Rif1 S-acylation mediates DNA double-strand break repair at the inner nuclear membrane

• Published in: Nature communications Vol. 10; no. 1; p. 2535
• Main Authors: Fontana, Gabriele A, Hess, Daniel, Reinert, Julia K, Mattarocci, Stefano, Falquet, Benoît, Klein, Dominique, Shore, David, Thomä, Nicolas H, Rass, Ulrich
• Format: Journal Article
• Language: English
• Published: England Nature Publishing Group 10.06.2019; Nature Publishing Group UK; Nature Portfolio
• Subjects: Acylation; Acyltransferase; Attenuation; Biochemistry, Molecular Biology; Damage localization; Deoxyribonucleic acid; DNA; DNA biosynthesis; DNA Breaks, Double-Stranded; DNA damage; DNA End-Joining Repair; DNA Repair; Double-strand break repair; Homeostasis; Homology; Life Sciences; Molecular modelling; Non-homologous end joining; Nuclear Envelope - metabolism; Repair; Repressor Proteins - genetics; Repressor Proteins - metabolism; Saccharomyces cerevisiae - genetics; Saccharomyces cerevisiae Proteins - genetics; Saccharomyces cerevisiae Proteins - metabolism; Telomere-Binding Proteins - genetics; Telomere-Binding Proteins - metabolism; Yeast; Nuclear envelope; Post-translational modifications; Non-homologous-end joining
• ISSN: 2041-1723; 2041-1723
• DOI: 10.1038/s41467-019-10349-z

Rif1 is involved in telomere homeostasis, DNA replication timing, and DNA double-strand break (DSB) repair pathway choice from yeast to human. The molecular mechanisms that enable Rif1 to fulfill its diverse roles remain to be determined.

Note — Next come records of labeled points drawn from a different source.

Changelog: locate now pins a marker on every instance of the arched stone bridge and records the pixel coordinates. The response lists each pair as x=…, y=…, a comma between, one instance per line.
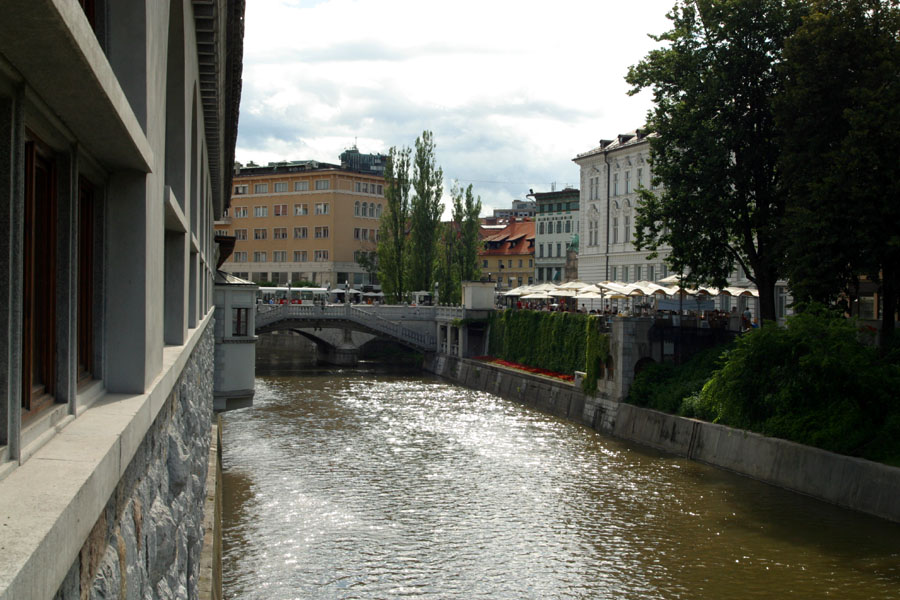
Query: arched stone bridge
x=330, y=325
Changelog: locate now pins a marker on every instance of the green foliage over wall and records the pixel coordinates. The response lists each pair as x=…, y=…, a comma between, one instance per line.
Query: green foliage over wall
x=811, y=382
x=597, y=349
x=561, y=342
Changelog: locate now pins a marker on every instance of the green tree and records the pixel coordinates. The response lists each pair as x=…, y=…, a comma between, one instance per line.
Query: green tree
x=392, y=236
x=840, y=114
x=466, y=214
x=425, y=214
x=716, y=146
x=457, y=259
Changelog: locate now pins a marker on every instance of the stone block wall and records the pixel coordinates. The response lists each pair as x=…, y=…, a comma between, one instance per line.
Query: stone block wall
x=147, y=541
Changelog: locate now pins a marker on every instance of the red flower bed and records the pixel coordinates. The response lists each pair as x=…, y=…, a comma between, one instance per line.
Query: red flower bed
x=535, y=370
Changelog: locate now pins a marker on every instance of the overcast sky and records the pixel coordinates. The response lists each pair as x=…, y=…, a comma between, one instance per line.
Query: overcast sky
x=512, y=89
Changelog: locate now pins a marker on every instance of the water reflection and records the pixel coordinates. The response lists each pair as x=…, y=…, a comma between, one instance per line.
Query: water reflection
x=347, y=485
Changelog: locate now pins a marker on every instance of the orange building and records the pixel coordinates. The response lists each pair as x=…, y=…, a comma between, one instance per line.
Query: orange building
x=508, y=254
x=303, y=221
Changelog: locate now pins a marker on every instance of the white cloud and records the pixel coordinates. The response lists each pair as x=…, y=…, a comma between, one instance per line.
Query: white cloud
x=512, y=90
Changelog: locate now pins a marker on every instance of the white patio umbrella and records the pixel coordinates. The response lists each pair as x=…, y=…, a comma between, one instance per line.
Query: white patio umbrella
x=561, y=293
x=537, y=296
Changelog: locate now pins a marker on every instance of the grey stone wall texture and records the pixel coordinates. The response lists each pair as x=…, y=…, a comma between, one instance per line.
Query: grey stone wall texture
x=147, y=541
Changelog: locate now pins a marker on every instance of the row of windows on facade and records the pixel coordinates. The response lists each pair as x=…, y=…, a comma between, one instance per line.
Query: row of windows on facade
x=364, y=209
x=303, y=186
x=549, y=207
x=625, y=185
x=594, y=231
x=559, y=227
x=300, y=233
x=278, y=210
x=281, y=256
x=559, y=250
x=628, y=273
x=509, y=263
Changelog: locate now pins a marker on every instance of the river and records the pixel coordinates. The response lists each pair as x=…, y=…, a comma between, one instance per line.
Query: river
x=352, y=484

Here, we demonstrate that Rif1 is S-acylated within its conserved N-terminal domain at cysteine residues C466 and C473 by the DHHC family palmitoyl acyltransferase Pfa4. Rif1 S-acylation facilitates the accumulation of Rif1 at DSBs, the attenuation of DNA end-resection, and DSB repair by non-homologous end-joining (NHEJ). These findings identify S-acylation as a posttranslational modification regulating DNA repair. S-acylated Rif1 mounts a localized DNA-damage response proximal to the inner nuclear membrane, revealing a mechanism of compartmentalized DSB repair pathway choice by sequestration of a fatty acylated repair factor at the inner nuclear membrane.